District staff described the accelerated-placement process as reflecting state statutory direction to accelerate students based on diagnostic data and local teacher recommendations. They said placement begins with PSC results and teacher recommendations from sending schools, followed by parent outreach and multiple communication channels (phone calls, email, text and outreach events) to secure informed placement. Staff described supports for accelerated students including Summer Bridge, ongoing monitoring, additional advising and the Abbott elective — a multi‑year elective designed to provide explicit instruction and college-readiness scaffolds for students placed into more rigorous coursework.

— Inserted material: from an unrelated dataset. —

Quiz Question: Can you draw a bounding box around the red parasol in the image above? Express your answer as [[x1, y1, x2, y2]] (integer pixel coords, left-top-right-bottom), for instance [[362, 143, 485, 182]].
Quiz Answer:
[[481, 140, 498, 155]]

Presenters said early outcomes are promising: students enrolled in the Abbott elective showed higher course‑pass rates and large drops in chronic absenteeism compared with earlier cohorts. For example, presenters reported the Abbott elective cohorts saw chronic absenteeism rates decline to around 2% at Central (from a higher baseline) and improved core-course pass rates; exact cohort denominators were provided in the presentation but the board packet supplied incomplete aggregate counts in public remarks.

The district also reviewed dual-credit and dual-enrollment efforts. Presenters said the district offers roughly 30 unique dual-credit courses and multiple dual-enrollment pathways on college campuses. They estimated tuition savings using Joliet Junior College (JJC) rates and reported roughly 1,000 duplicated enrollments (about 750 unique students over multiple years), noting the calculation used JJC’s lowest published per-credit rate to produce a conservative savings estimate. Presenters said many dual-enrollment programs and dual-credit tuition waivers are provided at low or no cost for eligible students; the “12 by 12 by 12” JJC initiative was mentioned as a program that waives the per-credit fee for qualifying students.

Board discussion focused on access and subgroup representation. Presenters said the district has made progress narrowing gaps between campuses and increasing representation of historically underrepresented students in AP and accelerated offerings. They also noted some subgroups still show lower participation and emphasized continued monitoring. Administrators said some students who take dual-credit courses opt not to claim the college credit; the district flagged that as an area for further exploration.

Provenance: Presentation began with the expanded-placement and AP overview and concluded with the dual‑credit and portability discussion and Q&A.